Battling with Magic
Have we had enough of the magical yet? Is there still room on the world's bookshelves for another Hispanic novel set in a dusty town where life and death coexist, and where the marvelous is commonplace?
The trouble with So Far from God, no matter how frequently engaging and well crafted it may be—and it is both—is that it strikes too many familiar chords. From the opening, when Sofi's 3-year-old daughter suffers a seizure and dies only to rise up at her own funeral and fly to the roof of the church in the impoverished New Mexican hamlet of Tome, we can hear the echoes.
That's a shame because Ana Castillo, a poet and author of a fine epistolary novel, The Mixquiahuala Letters, here assembles a lively cast of characters and situations and unleashes them on a solid plot. By the end of the novel, we know these people.

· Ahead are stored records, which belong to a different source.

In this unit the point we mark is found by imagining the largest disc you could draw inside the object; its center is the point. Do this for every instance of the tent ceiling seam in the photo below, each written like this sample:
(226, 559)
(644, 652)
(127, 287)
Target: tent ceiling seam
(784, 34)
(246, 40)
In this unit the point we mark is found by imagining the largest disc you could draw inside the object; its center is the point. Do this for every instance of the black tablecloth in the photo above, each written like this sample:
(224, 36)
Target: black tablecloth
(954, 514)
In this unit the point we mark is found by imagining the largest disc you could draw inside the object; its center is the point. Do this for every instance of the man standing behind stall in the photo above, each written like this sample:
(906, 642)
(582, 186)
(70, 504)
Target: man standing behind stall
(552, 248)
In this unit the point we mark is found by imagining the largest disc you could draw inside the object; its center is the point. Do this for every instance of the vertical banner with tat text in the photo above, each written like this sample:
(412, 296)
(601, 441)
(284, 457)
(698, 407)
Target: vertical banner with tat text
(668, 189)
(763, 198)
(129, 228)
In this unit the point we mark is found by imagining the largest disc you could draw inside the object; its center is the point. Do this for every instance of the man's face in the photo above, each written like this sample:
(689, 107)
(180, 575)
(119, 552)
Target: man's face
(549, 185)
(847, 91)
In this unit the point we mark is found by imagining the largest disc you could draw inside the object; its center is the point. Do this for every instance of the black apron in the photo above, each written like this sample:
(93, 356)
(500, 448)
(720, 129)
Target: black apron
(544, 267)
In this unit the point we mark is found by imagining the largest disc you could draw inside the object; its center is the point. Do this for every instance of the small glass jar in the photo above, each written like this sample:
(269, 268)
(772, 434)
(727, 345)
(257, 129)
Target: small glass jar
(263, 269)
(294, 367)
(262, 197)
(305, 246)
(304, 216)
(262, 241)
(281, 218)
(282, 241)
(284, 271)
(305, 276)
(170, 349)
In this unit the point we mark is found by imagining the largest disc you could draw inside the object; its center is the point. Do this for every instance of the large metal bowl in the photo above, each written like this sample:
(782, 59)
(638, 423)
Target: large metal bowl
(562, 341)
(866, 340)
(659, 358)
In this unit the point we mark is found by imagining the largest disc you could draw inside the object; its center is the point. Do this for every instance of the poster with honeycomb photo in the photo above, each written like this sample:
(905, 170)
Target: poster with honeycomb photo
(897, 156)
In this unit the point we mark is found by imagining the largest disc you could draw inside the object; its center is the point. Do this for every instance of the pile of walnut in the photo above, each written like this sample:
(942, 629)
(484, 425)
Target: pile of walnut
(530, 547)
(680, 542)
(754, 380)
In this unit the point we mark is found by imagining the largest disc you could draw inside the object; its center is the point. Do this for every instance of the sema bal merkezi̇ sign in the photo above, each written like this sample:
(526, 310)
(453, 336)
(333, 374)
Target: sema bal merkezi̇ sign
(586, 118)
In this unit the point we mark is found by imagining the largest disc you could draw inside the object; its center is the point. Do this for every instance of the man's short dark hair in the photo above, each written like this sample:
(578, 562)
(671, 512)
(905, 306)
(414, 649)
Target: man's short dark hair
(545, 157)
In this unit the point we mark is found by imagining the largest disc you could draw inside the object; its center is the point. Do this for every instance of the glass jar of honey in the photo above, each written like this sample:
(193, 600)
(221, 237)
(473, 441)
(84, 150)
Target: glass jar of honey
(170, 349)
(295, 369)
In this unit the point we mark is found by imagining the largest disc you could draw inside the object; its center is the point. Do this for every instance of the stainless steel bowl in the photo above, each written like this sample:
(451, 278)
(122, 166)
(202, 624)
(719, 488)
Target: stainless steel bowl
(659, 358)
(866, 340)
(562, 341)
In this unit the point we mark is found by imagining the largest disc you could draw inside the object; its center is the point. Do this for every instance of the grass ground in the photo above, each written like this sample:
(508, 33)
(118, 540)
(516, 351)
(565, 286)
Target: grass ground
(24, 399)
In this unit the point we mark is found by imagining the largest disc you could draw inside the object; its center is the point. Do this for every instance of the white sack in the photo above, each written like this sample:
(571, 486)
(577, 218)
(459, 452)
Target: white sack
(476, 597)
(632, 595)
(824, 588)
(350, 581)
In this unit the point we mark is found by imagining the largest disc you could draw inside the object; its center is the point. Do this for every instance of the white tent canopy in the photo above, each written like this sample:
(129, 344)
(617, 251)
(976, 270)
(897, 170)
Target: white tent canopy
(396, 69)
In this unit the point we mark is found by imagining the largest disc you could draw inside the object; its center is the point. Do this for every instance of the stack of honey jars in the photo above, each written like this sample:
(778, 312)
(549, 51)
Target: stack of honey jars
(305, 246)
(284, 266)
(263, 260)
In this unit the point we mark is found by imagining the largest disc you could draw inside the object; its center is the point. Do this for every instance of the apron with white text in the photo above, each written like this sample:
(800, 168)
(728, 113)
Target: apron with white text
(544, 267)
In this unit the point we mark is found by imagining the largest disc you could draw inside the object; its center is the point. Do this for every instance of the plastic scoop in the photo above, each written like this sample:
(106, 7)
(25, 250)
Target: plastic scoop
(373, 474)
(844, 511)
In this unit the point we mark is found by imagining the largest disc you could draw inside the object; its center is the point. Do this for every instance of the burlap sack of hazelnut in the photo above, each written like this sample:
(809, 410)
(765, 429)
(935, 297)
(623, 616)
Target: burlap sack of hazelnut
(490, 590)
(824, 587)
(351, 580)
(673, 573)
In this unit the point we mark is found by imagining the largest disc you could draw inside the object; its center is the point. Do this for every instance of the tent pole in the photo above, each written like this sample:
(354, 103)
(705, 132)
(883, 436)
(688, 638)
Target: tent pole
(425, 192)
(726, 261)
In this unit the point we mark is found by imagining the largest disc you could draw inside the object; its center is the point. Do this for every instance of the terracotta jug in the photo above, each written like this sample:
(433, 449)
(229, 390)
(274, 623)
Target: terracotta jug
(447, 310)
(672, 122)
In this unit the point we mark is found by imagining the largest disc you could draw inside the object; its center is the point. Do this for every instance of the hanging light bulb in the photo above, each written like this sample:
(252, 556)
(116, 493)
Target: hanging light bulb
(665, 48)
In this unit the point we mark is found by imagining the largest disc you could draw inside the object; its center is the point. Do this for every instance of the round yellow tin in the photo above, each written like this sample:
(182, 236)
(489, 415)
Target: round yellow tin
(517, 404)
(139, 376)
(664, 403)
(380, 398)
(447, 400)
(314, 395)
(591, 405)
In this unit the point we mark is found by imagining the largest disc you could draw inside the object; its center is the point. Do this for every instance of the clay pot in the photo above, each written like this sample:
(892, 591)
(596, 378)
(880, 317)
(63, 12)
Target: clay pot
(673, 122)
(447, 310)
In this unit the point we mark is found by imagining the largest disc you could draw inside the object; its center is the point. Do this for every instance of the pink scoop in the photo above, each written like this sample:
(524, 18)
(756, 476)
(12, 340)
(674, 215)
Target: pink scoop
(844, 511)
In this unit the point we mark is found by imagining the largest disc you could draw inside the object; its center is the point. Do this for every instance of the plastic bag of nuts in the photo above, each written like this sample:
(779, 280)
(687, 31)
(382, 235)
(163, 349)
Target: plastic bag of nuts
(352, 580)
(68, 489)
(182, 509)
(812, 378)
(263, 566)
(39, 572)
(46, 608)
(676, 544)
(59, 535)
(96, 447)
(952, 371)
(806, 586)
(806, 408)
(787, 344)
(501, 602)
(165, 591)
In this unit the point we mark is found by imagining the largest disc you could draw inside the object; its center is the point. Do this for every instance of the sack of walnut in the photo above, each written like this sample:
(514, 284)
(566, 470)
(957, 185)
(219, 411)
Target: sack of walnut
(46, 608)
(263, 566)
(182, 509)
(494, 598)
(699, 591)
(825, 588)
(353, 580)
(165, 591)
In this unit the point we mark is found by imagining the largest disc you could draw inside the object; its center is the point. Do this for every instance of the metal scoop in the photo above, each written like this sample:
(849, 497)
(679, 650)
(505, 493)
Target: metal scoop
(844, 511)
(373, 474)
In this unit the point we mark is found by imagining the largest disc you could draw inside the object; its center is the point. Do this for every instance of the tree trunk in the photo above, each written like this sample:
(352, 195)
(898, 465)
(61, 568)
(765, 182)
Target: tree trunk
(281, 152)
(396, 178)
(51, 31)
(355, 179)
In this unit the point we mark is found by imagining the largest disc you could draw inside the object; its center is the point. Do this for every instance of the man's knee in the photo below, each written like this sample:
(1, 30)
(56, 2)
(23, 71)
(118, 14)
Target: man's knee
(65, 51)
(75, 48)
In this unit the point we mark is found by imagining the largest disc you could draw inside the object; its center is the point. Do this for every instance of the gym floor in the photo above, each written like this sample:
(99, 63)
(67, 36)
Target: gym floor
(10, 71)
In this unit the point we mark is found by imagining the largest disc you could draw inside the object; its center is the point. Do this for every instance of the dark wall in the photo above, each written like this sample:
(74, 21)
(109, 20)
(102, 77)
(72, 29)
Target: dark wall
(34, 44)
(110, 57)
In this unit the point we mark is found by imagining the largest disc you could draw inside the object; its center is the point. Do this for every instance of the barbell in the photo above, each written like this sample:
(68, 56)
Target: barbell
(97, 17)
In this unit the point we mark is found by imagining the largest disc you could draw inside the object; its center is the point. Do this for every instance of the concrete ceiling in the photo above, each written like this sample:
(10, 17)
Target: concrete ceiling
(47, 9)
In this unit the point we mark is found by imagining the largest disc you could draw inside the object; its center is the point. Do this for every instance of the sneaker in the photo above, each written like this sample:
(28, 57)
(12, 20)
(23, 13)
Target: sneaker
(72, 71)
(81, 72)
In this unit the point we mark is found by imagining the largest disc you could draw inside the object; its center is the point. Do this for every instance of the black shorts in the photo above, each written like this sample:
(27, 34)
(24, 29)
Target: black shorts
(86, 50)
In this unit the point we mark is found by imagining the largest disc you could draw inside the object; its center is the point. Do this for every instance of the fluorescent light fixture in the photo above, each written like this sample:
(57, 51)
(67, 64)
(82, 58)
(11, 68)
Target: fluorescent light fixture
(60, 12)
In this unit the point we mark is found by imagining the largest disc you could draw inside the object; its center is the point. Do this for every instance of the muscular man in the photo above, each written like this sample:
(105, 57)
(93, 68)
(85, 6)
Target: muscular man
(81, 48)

After the youngest returns from her excursion to the nether world with the announcement that she has been sent back to pray for Tome and its citizens, she withdraws from human contact (“only her mother and the animals were ever unconditionally allowed to touch her”) and begins routinely performing miracles of the most unexpected sort. From then on the girl is known as Loca, though with considerable respect.
Her three sisters also undergo peculiar transformations. Caridad wins and then loses her high school sweetheart, has several pregnancies and several abortions, and is finally mangled and left for dead by an unknown assailant. After being restored to her former beauty by one of Loca's casual wonders (“I prayed real hard”), she likewise distances herself from affairs of human commerce.
While her sister's unworldly experience binds her to home, Caridad follows her “Holy Restoration” by striking out on her own—actually, she's accompanied by a horse—and settles into a trailer park near Albuquerque. There, under the guidance of Felicia, the ancient manager of the place, she begins to master the healing arts, develops second sight and lives a spiritual life.
At first Fe, Sofi's third daughter, seems headed for a conventional destiny. She works at a bank, has a boyfriend and does not understand how her mother and sisters can be “so self-defeating, so unambitious.” Suddenly, just before their wedding, Tom backs out and Fe breaks down. For weeks on end, she fills every waking moment with screams until the noise becomes such a part of life's normal background that not even the animals bother to stir.
The eldest, Esperanza, goes to college, falls in and out of love with Ruben, a sort of new age Chicano (they spend quality time in sweat lodges), becomes a news reporter on local TV and then a network correspondent. What is strange about this otherwise uplifting tale of one woman's rise from poverty is that there seems no driving ambition behind it.
Without particularly wanting to, Esperanza becomes the first of her family to get an education and leave Tome. Neither she nor anyone else wonders much about this easy climb from her origins, just as no one wonders that none of the others shares her inclinations. It's just the way things are.
At the center of this world of extraordinary women is their extraordinary mother. Sofi endures the hurly-burly of her daughters' bizarre lives with considerable aplomb; nor is she much shaken by the appearances and disappearances of her husband, a compulsive gambler, who shows up to raid the family coffers when in need of a new stake. Defeated, she stands taller at the end, when her daughters have departed for various spiritual planes and her husband has deserted her yet again, than at the beginning. Her strength is at the heart of Castillo's novel.
In many ways, So Far from God is a hymn to the endurance of women, both physical and spiritual. Sofi and her daughters do continual battle against the incursions of men who haven't a clue; that they come out whole at the end (which is not to say alive and well, exactly) is a singular tribute to their clear-sighted perseverance.
The author tells an important story and she tells it with inventiveness and verve. If she had told it in a more original voice, the result would be memorable.